When he plays tennis now, he doesn’t sleep at night, so excited he is with the day’s activity. He relives the game over and over again in his mind and finds himself “stuck in a tormenting whirlwind of yellow balls that gradually become a Slazenger-sponsored meteor in the tramlines of space”. In the art world, he seems drawn to those artists who had a late-life productivity spurt like Willem de Kooning, who was able to produce one painting a week. Again, we hear him relish the prospect of a second act or reinvention, full steam ahead undeterred by illness or someone else’s struggles.

Wherever he goes, music is his faithful companion. He likes Van Morrison, Miles Davis and John Coltrane. Classical music, especially Beethoven and Wagner, fascinates him. And of course there’s his admiration for Dylan, whose life he says is “so beyond comprehension that it seems almost meaningless: the result of a tangled extrapolation of how his songs have brought so much meaning to the lives of people who have spent so much time trying to figure out what they might mean.
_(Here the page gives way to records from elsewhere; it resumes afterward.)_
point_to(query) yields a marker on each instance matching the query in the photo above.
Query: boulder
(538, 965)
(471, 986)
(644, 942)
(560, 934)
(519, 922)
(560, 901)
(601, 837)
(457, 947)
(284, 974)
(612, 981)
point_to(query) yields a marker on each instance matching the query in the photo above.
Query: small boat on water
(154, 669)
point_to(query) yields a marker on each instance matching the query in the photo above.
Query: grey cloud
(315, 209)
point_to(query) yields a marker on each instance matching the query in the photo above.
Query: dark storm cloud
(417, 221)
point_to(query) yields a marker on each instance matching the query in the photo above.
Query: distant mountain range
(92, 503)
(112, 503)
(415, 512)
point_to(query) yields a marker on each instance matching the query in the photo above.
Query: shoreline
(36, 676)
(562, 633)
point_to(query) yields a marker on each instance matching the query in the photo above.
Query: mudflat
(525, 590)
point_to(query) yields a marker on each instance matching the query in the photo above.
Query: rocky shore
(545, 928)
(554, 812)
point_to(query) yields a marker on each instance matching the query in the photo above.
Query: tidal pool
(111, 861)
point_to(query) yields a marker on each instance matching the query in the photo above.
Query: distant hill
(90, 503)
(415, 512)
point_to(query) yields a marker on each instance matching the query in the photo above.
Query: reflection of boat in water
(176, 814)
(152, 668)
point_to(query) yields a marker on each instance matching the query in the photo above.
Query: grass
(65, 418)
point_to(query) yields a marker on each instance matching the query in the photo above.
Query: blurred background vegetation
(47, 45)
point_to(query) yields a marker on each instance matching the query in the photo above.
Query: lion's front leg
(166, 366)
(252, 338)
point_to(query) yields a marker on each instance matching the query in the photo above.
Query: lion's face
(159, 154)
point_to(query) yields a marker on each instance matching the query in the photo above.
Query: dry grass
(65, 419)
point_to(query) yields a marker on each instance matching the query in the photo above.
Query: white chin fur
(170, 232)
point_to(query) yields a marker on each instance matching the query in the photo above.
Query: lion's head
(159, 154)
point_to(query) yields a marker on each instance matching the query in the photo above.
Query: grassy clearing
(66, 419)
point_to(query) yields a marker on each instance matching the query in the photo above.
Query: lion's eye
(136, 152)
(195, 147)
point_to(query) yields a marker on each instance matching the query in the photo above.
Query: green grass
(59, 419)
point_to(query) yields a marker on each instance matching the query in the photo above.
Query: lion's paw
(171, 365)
Which brings us to Dyer and his quest for meaning. He’s been on a sort of journey that we feel his own disposition has thwarted; his inability to let the debris of life fall upon him. Sometimes he worries about drinking too much and tries to abstain three nights a week, but never tells us if he succeeds. He rarely mentions his wife or close friends and one senses that they are clearly second to his own concerns. We can’t imagine him crying or someone else crying.

This hollowness and this vagueness permeate his writing, which ironically mocks the freedom he salutes. He also interferes with our attachment, which his narcissism hinders. Dyer has had decades to write, travel, party, listen to great music and observe great art. He had good general health and spent hours on the tennis court, and the delightful freedom to follow his sights. But it is debatable whether this corresponds to a life well lived.